When you marry someone, you just have to hope that they get along okay with your people, and you make an effort to get along with theirs. George wasn’t big on large family gatherings, preferring to spend his off time quietly, at his own house, doing his own thing. My family is loud and boisterous. We’re long winded. Sometimes when you leave our house your ears are ringing.

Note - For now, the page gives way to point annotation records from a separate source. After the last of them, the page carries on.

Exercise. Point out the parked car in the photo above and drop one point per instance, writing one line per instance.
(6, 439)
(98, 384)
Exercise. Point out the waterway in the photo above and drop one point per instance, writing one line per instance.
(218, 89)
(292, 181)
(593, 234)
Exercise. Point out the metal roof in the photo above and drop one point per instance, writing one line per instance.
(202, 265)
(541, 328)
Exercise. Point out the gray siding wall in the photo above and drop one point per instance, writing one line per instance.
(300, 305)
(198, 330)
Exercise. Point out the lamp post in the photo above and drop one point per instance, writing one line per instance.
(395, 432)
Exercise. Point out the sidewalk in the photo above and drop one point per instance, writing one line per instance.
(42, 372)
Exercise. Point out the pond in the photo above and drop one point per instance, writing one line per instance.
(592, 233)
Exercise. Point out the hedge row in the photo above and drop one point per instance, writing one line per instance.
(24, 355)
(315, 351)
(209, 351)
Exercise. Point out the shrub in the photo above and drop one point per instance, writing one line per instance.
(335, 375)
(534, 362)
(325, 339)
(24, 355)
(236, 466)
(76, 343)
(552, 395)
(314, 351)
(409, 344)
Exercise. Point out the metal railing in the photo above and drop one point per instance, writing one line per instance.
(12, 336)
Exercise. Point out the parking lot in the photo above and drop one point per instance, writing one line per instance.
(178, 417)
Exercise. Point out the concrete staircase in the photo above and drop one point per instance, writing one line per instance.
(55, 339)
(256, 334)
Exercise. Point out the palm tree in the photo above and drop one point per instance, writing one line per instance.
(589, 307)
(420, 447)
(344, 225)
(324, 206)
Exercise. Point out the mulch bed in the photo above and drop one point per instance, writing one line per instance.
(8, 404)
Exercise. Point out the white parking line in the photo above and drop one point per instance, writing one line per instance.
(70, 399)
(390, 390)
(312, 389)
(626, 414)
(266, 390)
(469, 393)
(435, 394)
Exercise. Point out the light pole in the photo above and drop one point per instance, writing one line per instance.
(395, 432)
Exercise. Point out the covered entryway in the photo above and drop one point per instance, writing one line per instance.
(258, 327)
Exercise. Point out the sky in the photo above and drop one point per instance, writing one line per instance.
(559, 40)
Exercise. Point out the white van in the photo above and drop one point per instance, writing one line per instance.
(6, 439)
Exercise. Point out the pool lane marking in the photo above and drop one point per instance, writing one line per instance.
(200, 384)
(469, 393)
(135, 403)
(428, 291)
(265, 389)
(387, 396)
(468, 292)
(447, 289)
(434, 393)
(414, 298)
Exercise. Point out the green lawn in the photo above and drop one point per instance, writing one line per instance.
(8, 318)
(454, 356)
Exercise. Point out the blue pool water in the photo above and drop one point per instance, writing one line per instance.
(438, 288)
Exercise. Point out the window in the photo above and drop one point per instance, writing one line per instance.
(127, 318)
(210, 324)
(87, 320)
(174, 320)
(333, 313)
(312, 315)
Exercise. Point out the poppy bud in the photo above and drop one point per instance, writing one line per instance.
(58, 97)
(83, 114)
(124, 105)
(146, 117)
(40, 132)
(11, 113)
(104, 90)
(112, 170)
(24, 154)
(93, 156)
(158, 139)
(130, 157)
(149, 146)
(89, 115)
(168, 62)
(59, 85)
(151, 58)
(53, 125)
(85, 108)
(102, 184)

George, an only child, got used to us and I think he enjoyed us after a while. He was funny at family gatherings, enjoyed being cooked for, and got better and better at joining in and holding his own. I’ve always thought his favorite family member was my mom. They got along. He thought she was pretty. She thought he was cute. They talked a lot. He respected her and he often brought her opinions up to me and told me why he agreed. He liked her spunk.
So he would be sad to know that she died the Wednesday before Christmas.
My mom smoked from when she was 14 until her mid 40s. She was always a bit ashamed of the fact, especially since her later life included being a yoga teacher and she promoted good health habits in that role. 81 when she died, she had pretty much decided she was going to get away with being a smoker. But it turned out that she didn’t. After going to the hospital for an unrelated complaint on November 14 where the doctor threw in a back x-ray because she complained that her hip replacement was hurting, we found out she had stage 4 lung cancer that had metastasized to the spine. They gave us hope for life-extending treatments, but the cancer turned out to be “explosive,” and she became non-responsive at our home one night. They diagnosed pneumonia and aspiration, but it turned out that it was simply that the cancer moved so quickly she was overwhelmed.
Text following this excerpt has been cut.